Choking back tears, Ortiz, who has three younger brothers, said, "That happening impacted my life in a very deep way. I had to become the breadwinner of the family. I had to be the person that supported our family... I never lost faith. I never lost the strength that my father and mother gave me."
Ortiz told the pope that eventually his father was able to return to work and Ortiz was able to graduate high school. He had even won a soccer scholarship to college, but the scholarship was revoked once the school discovered he was not a U.S. citizen. His father scraped together the money to send him to a community college instead.
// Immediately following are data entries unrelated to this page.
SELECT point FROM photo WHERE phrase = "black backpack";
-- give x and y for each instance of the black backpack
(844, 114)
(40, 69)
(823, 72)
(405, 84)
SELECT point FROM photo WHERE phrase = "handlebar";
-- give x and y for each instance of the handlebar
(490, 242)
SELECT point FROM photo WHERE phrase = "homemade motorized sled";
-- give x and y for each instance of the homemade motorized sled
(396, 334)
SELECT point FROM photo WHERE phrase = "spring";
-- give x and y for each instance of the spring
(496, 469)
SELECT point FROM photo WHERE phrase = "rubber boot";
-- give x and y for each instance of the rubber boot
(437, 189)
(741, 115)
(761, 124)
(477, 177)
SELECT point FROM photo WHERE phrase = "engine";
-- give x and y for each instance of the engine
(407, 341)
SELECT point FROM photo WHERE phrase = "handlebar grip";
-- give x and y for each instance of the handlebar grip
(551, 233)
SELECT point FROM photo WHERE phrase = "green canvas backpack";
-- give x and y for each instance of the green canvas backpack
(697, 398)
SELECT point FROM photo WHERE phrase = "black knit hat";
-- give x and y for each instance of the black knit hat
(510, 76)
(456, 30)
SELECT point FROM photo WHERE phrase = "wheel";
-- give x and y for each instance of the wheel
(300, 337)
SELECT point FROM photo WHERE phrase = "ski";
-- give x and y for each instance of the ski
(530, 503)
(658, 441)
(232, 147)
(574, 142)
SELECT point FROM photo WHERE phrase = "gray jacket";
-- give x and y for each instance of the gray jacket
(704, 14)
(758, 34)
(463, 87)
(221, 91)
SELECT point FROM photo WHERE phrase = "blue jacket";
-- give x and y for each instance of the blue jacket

Pope Francis, an avid soccer fan, expressed admiration for Ortiz and told him that "the match is played between friendship in society and enmity in society."
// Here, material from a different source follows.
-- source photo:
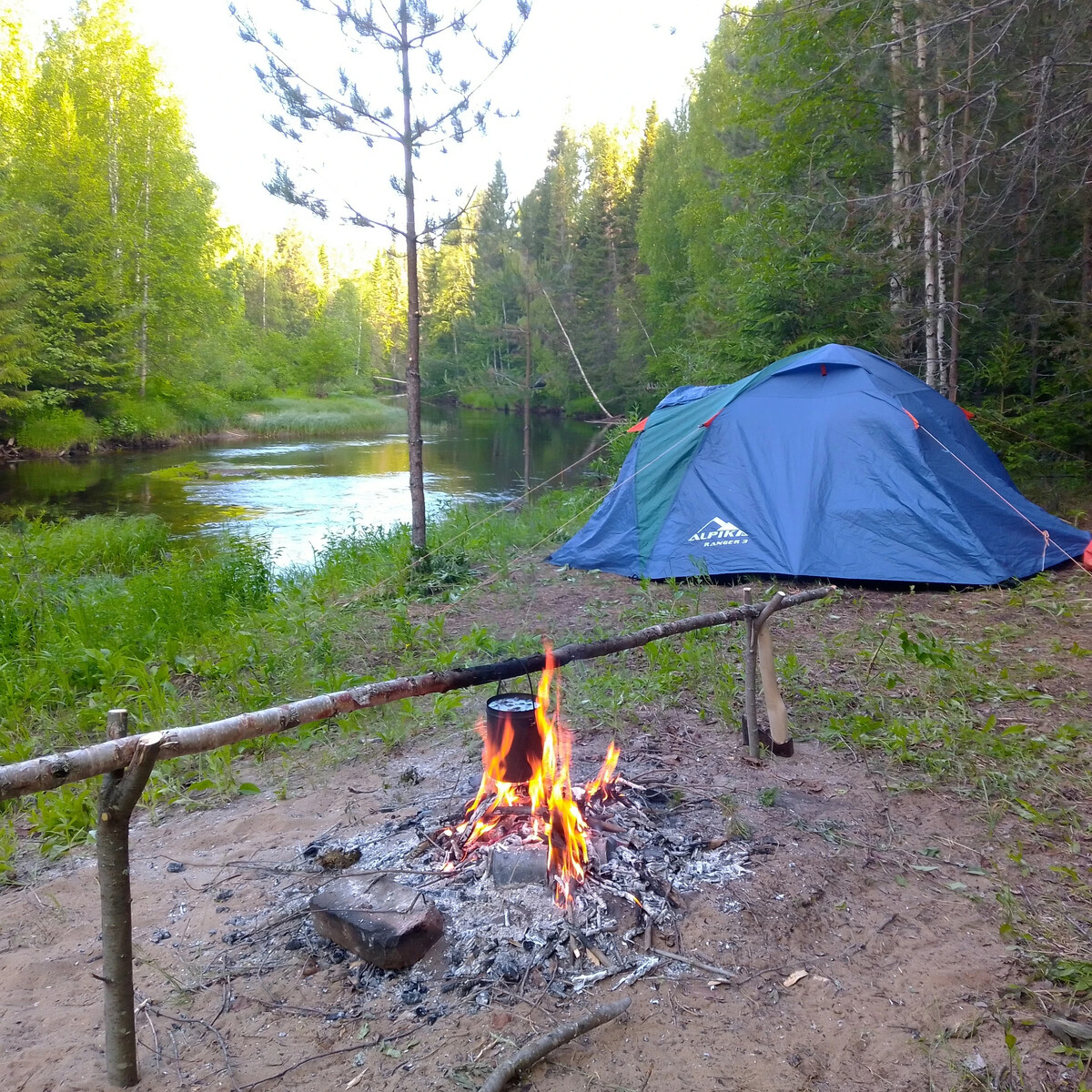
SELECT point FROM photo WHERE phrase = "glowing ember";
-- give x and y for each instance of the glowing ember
(557, 816)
"We are all created for friendship in society. All of us bear responsibility for everyone else," the pope said. "And each one has to make a choice in his or her heart. And we have to help that choice to be made in the heart. .... Only closeness and giving of myself, all that I have to give, the way you gave everything you could as a boy, when you supported your family. Don't forget that."
Another surprising moment during the event is when the pope called out directly to Sister Norma Pimentel, the executive director of Catholic Charities of the Rio Grande Valley. Sister Pimentel runs a welcome center at Sacred Heart Church in response to the surge of immigrants being released by the U.S. border patrol. More than 23,000 immigrants have passed through the center.
The Holy Father singled Pimentel out in the audience and called her to the front.
“I want to thank you, and through you to thank all the sisters of religious orders in the U.S. for the work that you have done and that you do in the United States," the pope said. "It's great. I congratulate you. Be courageous. Move forward. Take the lead, always. I'll tell you one other thing. Is it inappropriate for the Pope to say this? I love you all very much."
The virtual audience was conducted ahead of Pope Francis' upcoming visit to the United States, when he will travel to Washington, D.C., New York City and Philadelphia from Sept. 22 to Sept. 27.
When Marcus Alston, a 19-year-old who had lived on the streets of Los Angeles and on Monday was staying at Covenant House, asked the pope why his upcoming trip to the US was important, the Pontiff said he wanted to connect to Americans.
“There’s something very important for me, which is closeness,” Francis said. “For me it's difficult not to be close to people. When I approach people, as I'm going to do with you, it's easier for me to understand them and help them along life's path. That's why this trip is so important, for me to draw close to your path and your history.”